Martin Schmidt studied mathematics at the Leibniz University Hannover (Germany) and received his diploma in 2008. Afterward, he got his PhD at the Leibniz University Hannover in 2013 under the supervision of Marc Steinbach. In 2018, Martin became a junior professor at the Friedrich-Alexander-University Erlangen-Nürnberg (Germany). In 2019, he moved to Trier, where he is now a full professor for nonlinear optimization. Martin wrote approximately 100 papers and book chapters dealing with diverse aspects of continuous and mixed-integer optimization with a special emphasis on bilevel optimization and applications addressing energy markets.
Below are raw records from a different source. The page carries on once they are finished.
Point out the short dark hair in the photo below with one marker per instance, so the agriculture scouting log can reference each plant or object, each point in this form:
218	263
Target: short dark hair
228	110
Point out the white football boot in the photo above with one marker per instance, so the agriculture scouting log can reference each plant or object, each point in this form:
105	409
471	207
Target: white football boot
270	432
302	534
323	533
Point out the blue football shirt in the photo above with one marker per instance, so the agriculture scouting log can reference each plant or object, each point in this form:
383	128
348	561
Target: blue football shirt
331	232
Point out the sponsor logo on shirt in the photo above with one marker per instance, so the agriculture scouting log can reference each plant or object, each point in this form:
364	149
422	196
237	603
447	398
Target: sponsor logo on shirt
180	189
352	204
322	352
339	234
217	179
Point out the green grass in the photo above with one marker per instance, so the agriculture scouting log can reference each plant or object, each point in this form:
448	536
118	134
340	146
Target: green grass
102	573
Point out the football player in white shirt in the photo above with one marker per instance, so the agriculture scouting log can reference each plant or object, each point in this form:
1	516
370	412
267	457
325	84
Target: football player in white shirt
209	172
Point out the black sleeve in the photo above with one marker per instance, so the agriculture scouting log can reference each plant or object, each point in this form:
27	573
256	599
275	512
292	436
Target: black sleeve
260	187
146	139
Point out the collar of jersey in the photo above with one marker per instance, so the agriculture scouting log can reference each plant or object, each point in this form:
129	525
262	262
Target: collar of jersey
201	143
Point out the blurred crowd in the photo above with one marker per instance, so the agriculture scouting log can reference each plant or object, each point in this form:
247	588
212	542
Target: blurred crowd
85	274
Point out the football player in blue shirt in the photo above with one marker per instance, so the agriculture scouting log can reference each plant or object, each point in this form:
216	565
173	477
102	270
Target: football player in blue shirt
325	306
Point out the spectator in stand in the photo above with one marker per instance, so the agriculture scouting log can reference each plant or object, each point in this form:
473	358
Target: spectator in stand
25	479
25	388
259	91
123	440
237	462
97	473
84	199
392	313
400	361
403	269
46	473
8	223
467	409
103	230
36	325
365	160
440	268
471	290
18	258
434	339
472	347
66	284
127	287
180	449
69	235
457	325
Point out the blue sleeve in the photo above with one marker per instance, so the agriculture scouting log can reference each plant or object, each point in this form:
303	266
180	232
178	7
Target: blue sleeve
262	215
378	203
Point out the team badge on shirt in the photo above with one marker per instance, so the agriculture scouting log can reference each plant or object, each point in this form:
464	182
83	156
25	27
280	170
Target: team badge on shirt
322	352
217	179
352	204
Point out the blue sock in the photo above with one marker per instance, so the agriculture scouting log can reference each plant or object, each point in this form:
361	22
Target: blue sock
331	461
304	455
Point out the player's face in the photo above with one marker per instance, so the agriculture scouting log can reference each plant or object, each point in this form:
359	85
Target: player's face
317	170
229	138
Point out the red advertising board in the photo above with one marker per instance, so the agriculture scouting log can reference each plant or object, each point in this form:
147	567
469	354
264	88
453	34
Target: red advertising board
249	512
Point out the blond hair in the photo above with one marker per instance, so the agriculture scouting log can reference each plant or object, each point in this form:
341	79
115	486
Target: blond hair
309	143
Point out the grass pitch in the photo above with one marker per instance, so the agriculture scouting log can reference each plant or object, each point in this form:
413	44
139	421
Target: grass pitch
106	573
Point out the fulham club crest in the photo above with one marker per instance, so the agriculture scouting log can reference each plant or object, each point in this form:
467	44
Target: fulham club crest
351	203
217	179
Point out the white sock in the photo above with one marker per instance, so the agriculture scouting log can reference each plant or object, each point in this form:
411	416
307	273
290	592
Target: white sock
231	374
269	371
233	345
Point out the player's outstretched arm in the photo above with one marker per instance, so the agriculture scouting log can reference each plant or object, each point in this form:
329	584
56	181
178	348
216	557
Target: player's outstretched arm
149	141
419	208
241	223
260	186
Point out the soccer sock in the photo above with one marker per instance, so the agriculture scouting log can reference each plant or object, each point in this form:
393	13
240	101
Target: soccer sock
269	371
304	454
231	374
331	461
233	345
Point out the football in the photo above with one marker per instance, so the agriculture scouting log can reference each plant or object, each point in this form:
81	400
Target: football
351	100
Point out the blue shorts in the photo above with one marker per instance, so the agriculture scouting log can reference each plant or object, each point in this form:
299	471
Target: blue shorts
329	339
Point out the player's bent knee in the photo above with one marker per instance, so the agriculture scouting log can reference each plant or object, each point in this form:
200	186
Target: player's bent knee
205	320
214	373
Matchmaking bilevel and Γ-robust optimization
Robust optimization is a prominent approach in optimization to deal with uncertainties in the data of the optimization problem by hedging against the worst-case realization of the uncertain event. Doing this usually leads to a multilevel structure of the mathematical formulation that is very similar to what we are used to consider in bilevel optimization. Hence, these two fields are closely related but the study of their combination is still in its infancy. In this talk, we show how branch-and-cut methods can be derived for solving discrete bilevel problems in which the follower tackles uncertainties in a Γ-robust way. Moreover, we discuss structural results showing that the Γ-robust bilevel problem can be solved by solving a polynomial set of nominal, i.e., certain, bilevel problems. By doing so, we generalize the famous result by Bertsimas and Sim for combinatorial optimization to combinatorial bilevel optimization.
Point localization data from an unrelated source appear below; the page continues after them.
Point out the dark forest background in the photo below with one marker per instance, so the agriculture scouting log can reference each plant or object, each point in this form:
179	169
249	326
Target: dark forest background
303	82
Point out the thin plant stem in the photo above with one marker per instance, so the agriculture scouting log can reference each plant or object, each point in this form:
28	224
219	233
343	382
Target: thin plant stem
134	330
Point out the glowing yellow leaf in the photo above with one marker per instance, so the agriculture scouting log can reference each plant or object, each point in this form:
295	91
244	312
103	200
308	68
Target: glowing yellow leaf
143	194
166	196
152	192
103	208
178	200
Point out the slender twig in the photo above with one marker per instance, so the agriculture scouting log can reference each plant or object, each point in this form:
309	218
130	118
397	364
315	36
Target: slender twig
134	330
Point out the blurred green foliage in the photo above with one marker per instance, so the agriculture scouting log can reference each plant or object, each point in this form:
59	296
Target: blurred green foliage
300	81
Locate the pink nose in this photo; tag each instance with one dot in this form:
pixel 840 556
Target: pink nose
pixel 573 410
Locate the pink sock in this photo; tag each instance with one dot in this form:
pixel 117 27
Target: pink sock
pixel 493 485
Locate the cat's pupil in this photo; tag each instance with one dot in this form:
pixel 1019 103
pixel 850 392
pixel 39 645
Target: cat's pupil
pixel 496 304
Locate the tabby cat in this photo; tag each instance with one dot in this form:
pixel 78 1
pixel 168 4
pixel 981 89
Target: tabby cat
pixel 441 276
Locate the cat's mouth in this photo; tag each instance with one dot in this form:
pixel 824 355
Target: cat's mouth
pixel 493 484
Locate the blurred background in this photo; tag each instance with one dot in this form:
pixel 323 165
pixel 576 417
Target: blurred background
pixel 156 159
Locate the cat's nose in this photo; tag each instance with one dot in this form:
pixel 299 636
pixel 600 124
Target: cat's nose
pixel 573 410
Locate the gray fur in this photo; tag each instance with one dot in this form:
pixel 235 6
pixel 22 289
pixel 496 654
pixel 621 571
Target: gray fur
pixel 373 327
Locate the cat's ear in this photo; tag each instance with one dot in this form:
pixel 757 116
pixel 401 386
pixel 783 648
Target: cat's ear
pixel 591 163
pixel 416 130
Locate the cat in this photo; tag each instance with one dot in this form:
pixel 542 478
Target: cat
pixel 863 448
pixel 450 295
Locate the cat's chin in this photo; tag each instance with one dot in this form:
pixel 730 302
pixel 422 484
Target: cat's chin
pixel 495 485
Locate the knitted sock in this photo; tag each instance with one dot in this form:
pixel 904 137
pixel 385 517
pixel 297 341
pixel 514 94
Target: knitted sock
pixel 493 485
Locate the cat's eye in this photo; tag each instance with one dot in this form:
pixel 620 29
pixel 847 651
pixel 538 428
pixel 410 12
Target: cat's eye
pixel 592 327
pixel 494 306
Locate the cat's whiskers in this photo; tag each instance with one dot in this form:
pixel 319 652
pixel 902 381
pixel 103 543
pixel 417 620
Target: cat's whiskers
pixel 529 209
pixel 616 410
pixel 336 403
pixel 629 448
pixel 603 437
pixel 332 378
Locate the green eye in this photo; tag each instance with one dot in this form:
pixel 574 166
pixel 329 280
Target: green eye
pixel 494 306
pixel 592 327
The talk is based on joint work with Yasmine Beck and Ivana Ljubić.
Jane Juan Ye
Jane J. Ye is a professor at the University of Victoria (British Columbia, Canada) working in the areas of nonsmooth optimization and variational analysis with a strong focus on bilevel optimization and its applications. She received her bachelor degree in mathematics back in 1982 from the Xiamen University (Fujian, China) before moving to the Dalhousie University Halifax (Nova Scotia, Canada) in 1984 where she completed her PhD in 1990 under supervision of Michael A. H. Dempster. Afterwards, Jane became a postdoctoral fellow at the Université de Montréal (Québec, Canada) under supervision of Francis H. Clarke. In 1992, she moved to the University of Victoria (British Columbia, Canada) for an assistant professorship which has been turned into a full professorship in 2002. Jane received the Krieger-Nelson Prize of the Canadian Mathematical Society in 2015. She authored or coauthored more than 100 papers and book chapters dealing with the theoretical and numerical treatment of continuous optimization problems. Her special interest lies in complementarity-type and bilevel optimization.
Recent developments in solving bilevel programming problems
A bilevel optimization problem is a sequence of two optimization problems where the constraint region of the upper-level problem is determined implicitly by the solution set to the lower-level problem. It can be used to model a two-level hierarchical system where the two decision makers have different objectives and make their decisions on different levels of hierarchy. Recently, more and more applications including those in machine learning have been modeled as bilevel optimization problems. In this talk, I will report some recent developments in optimality conditions and numerical algorithms for solving this class of very difficult optimization problems.